In this context, the Social Democratic Chancellor, whose coalition with the ecologists and the liberals is breaking records of unpopularity, says he is grateful to the president of the German Farmers’ Union (DBV), Joachim Rukwied, “for having clearly distanced itself from extremists and certain opportunists who trumpet calls for insurrection and talk about “overthrowing the system”. “It’s not just nonsense. It’s dangerous (…),” according to Mr. Scholz.
On Saturday, during a demonstration in Dresden, in the east of the country, a cordon of police strictly separated the main gathering and a few dozen people brandishing royalist flags, noted journalists from Agence France-Presse (AFP ).
The small group claimed to be part of the local far-right movement Freie Sachsen (“Free Saxony”), named after this region of the former German Democratic Republic of which Dresden is the capital. He exhibited photomontages of German political leaders disguised as prisoners. The movement, which brings together monarchists, conspiracy theorists and the nationalist right, has increased messages of support for farmers on social networks, calling for a “week of resistance” in parallel with their movement.
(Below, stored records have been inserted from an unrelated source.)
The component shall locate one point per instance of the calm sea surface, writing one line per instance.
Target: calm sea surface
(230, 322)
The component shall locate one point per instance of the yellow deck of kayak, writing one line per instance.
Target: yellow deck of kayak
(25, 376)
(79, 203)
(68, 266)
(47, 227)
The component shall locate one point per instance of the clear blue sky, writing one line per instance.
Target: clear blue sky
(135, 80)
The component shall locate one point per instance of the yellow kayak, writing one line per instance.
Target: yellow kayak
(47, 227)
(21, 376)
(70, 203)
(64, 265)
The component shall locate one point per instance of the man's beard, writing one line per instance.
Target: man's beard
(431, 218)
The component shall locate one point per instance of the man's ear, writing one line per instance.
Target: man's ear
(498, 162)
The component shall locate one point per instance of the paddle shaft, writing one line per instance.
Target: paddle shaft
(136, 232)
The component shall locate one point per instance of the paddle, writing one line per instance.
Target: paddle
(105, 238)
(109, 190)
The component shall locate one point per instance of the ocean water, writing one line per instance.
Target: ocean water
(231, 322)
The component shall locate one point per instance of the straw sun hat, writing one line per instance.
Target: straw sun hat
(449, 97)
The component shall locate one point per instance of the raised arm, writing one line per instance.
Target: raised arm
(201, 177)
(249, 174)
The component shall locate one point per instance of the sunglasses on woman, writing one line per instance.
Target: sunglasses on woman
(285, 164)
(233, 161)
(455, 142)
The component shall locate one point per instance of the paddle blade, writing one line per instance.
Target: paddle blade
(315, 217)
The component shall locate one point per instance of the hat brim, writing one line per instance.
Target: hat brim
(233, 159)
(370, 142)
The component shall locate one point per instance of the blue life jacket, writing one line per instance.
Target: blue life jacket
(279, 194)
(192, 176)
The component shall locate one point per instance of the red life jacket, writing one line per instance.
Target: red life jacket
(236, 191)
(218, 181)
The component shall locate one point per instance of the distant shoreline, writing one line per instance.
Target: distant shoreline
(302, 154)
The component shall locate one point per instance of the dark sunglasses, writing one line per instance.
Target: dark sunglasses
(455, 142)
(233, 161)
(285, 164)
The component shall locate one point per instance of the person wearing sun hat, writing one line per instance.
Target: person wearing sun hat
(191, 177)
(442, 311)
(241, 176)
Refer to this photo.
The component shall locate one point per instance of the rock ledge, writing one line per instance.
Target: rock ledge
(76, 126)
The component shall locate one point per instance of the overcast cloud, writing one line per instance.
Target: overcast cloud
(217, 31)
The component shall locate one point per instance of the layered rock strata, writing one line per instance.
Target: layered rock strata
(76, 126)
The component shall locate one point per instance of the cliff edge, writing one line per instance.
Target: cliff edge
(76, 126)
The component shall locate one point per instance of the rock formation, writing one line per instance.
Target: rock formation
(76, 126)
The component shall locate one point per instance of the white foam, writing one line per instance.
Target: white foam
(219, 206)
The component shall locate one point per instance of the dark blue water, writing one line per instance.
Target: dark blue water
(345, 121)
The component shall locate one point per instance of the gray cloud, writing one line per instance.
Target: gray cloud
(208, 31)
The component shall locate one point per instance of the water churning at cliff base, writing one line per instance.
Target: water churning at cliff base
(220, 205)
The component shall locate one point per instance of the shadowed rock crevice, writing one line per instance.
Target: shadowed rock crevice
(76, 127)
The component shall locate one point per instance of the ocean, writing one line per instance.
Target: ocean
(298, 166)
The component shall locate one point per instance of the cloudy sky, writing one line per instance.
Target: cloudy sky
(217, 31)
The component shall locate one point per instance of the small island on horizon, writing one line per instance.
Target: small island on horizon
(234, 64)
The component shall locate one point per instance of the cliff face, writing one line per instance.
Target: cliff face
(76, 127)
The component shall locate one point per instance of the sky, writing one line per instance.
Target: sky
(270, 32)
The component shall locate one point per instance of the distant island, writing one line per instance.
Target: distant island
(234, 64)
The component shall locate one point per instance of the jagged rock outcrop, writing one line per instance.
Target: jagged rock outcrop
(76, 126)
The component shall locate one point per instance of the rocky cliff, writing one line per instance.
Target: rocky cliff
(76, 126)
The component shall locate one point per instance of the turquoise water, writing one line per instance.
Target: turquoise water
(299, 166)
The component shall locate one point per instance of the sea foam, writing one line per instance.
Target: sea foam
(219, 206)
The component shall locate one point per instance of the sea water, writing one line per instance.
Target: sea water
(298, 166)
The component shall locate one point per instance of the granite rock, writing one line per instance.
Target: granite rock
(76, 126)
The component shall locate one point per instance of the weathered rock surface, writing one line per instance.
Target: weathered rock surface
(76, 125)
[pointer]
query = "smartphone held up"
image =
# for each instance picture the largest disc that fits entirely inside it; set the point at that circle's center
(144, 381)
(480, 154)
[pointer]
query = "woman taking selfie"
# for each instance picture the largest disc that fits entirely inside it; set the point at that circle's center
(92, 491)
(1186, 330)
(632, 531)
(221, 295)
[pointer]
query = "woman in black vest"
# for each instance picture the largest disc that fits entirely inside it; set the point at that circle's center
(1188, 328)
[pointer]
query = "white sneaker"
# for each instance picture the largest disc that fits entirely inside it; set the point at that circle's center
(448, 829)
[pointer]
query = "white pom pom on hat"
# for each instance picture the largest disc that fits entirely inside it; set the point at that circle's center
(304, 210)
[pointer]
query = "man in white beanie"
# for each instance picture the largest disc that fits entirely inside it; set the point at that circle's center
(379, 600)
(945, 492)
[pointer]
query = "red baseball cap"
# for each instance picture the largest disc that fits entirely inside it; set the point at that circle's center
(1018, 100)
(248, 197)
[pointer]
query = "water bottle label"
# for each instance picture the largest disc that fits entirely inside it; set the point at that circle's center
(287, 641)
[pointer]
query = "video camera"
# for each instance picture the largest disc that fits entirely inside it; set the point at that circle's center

Nationalist symbols brandished
Other groups, such as the neo-Nazis Troisième Voix or the nationalist movement Ein Prozent, have also called for “general strikes” and “subversive riots”, according to the Interior Ministry. “These movements constantly and systematically seek to subvert any form of legitimate protest by citizens,” Stephan Kramer, president of the intelligence services of the Land of Thuringia, denounced in the press.
They are also accused of decried actions, such as the installation of symbolic gallows along the highways, or the blocking last week of a ferry on which the Minister of the Economy, the ecologist Robert Habeck, was traveling, a favored target of demonstrators. “Gallows are not arguments. Political opponents are not “morons,” Mr. Scholz further lamented in his video message.
Several participants interviewed by AFP opposed this recovery. “We don’t want right-wing and radical movements in our demonstrations,” the head of the DBV, the main professional organization, has repeated since the start of the mobilization. Still, certain nationalist symbols, such as the colors of the German Empire or a red, black, gold flag in the shape of a cross, used as a standard during the anti-Islam Pegida movement, were visible in Dresden on Saturday.
On Monday, a large demonstration is planned in Berlin to mark the culmination of the farmers’ mobilization.